People who test positive for the disease trough a self-administered rapid antigen test should book a physical or virtual appointment with a doctor as quickly as possible, Chuang said.
Earlier on Friday, Deputy Minister of Health and Welfare Victor Wang (王必勝), who heads the CECC, told a news briefing that 50,000 to 70,000 eligible voters would be in mandatory quarantine on election day.
Asked whether people who tested positive in an at-home test, but had not been confirmed as infected by a doctor, could vote, Wang said that those cases are “difficult to regulate.”
Those people should stay at home to avoid infecting other people voting in the local elections and referendum on lowering the voting age to 18, Wang said.
People who have a fever or respiratory symptoms — which might be due to COVID-19 — should use designated passageways at polling stations to socially distance from other voters, he added.

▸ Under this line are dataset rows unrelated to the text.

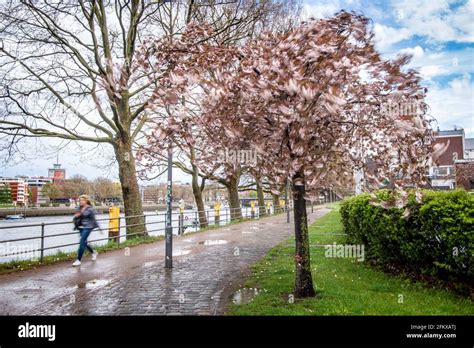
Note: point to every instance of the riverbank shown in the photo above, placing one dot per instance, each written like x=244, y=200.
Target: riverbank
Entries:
x=62, y=211
x=344, y=286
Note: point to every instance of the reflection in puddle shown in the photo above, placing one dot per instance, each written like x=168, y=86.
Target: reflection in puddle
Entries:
x=180, y=252
x=95, y=283
x=150, y=263
x=213, y=242
x=244, y=295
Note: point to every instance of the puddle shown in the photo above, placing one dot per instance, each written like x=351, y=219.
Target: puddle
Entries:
x=180, y=252
x=244, y=295
x=213, y=242
x=95, y=283
x=150, y=263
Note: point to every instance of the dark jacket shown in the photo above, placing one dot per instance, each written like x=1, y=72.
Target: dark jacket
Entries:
x=86, y=219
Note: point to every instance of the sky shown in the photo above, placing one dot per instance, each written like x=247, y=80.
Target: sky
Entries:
x=439, y=34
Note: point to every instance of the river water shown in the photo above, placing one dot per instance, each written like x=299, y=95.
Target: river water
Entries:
x=54, y=225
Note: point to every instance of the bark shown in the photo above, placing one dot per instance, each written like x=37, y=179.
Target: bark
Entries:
x=276, y=204
x=303, y=281
x=131, y=194
x=197, y=192
x=234, y=201
x=261, y=200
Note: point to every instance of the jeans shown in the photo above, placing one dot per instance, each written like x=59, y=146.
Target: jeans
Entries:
x=85, y=232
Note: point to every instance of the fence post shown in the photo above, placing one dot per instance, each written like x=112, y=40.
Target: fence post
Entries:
x=196, y=218
x=42, y=242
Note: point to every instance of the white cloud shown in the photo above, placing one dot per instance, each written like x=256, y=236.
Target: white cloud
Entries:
x=320, y=10
x=435, y=19
x=429, y=71
x=416, y=52
x=454, y=104
x=386, y=36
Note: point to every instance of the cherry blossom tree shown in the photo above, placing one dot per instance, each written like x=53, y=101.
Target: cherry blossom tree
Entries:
x=318, y=102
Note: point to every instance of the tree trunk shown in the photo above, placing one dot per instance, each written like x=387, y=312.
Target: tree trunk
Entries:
x=303, y=278
x=131, y=194
x=261, y=200
x=276, y=204
x=234, y=201
x=198, y=199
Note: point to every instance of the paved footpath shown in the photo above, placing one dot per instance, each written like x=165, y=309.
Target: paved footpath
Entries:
x=208, y=267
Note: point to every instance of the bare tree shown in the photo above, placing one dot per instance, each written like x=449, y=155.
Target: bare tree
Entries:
x=67, y=71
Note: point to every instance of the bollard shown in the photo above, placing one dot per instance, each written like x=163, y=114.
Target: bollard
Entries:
x=217, y=211
x=42, y=242
x=114, y=224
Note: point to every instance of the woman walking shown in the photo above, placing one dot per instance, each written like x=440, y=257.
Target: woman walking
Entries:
x=84, y=220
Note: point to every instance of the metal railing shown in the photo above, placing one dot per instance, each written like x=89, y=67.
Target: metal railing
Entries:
x=224, y=217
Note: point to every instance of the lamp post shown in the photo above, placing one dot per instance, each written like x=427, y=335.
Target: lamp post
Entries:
x=287, y=202
x=169, y=215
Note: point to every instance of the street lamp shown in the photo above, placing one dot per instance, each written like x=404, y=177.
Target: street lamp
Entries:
x=169, y=207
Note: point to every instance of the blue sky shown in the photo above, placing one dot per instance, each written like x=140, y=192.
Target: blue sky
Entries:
x=439, y=34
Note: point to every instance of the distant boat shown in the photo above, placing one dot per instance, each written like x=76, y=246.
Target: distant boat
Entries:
x=14, y=217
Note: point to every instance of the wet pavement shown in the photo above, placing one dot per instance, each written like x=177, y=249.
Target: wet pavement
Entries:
x=208, y=267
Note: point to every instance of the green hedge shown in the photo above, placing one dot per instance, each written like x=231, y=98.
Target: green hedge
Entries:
x=437, y=239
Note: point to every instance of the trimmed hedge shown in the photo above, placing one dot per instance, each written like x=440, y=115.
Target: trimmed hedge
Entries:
x=436, y=240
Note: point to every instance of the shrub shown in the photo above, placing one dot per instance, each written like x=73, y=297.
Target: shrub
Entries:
x=437, y=239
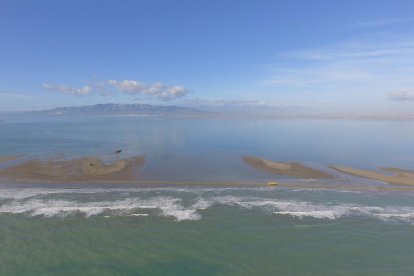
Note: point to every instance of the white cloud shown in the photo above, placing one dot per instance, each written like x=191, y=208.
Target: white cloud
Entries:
x=401, y=95
x=158, y=90
x=68, y=89
x=132, y=87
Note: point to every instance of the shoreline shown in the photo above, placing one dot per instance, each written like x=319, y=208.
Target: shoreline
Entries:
x=203, y=184
x=87, y=170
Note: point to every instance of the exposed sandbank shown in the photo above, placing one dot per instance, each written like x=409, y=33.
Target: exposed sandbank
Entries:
x=77, y=170
x=290, y=168
x=398, y=177
x=7, y=158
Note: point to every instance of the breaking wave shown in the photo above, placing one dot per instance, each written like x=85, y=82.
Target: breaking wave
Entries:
x=183, y=204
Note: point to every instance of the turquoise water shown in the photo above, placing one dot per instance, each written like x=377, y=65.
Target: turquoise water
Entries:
x=48, y=229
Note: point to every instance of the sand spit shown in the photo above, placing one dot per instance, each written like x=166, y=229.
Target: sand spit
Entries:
x=398, y=177
x=77, y=170
x=290, y=169
x=7, y=158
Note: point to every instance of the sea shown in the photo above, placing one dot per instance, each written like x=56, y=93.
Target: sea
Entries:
x=185, y=229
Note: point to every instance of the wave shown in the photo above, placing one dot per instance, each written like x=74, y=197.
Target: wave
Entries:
x=181, y=204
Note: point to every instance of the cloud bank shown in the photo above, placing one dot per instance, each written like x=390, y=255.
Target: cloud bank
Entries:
x=132, y=87
x=158, y=90
x=401, y=95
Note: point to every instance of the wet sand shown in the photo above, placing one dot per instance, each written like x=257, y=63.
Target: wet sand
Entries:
x=398, y=177
x=7, y=158
x=77, y=170
x=292, y=169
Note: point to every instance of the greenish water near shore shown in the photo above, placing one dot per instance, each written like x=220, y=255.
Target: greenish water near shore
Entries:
x=126, y=229
x=204, y=231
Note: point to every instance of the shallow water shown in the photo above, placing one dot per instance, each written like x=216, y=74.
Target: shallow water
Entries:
x=48, y=229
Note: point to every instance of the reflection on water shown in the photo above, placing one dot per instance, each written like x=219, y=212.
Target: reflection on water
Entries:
x=211, y=149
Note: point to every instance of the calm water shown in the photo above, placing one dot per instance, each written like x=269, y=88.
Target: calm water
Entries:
x=129, y=230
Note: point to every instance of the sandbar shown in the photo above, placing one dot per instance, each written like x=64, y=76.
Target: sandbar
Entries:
x=398, y=177
x=76, y=170
x=7, y=158
x=292, y=169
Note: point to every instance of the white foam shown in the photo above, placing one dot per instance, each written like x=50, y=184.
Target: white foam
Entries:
x=129, y=202
x=314, y=214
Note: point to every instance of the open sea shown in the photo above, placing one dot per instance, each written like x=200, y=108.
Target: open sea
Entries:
x=113, y=229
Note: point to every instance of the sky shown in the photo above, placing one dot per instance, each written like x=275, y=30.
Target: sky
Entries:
x=315, y=55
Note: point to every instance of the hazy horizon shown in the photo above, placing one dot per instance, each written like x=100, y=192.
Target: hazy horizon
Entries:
x=340, y=56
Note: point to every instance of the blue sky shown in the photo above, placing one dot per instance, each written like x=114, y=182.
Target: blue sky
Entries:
x=333, y=55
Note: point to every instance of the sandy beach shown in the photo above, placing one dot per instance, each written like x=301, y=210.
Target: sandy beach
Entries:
x=293, y=169
x=398, y=177
x=7, y=158
x=77, y=170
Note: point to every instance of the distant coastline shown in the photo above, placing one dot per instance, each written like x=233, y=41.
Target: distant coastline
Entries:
x=146, y=110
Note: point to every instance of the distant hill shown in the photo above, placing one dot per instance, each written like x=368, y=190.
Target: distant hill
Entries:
x=122, y=110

The CECC urged people to get vaccinated with the new Moderna bivalent vaccine adapted to the Omicron BA.4 and BA.5 subvariants of SARS-CoV-2, saying that the vast majority of cases confirmed in the past few weeks had the BA.5 variant.
An earlier updated version of the original Moderna COVID-19 vaccine was adapted only to the Omicron BA.1 subvariant, the center added.
However, with Omicron remaining dominant, also in other countries, both Moderna vaccines are more effective against the disease than earlier COVID-19 vaccines, it said.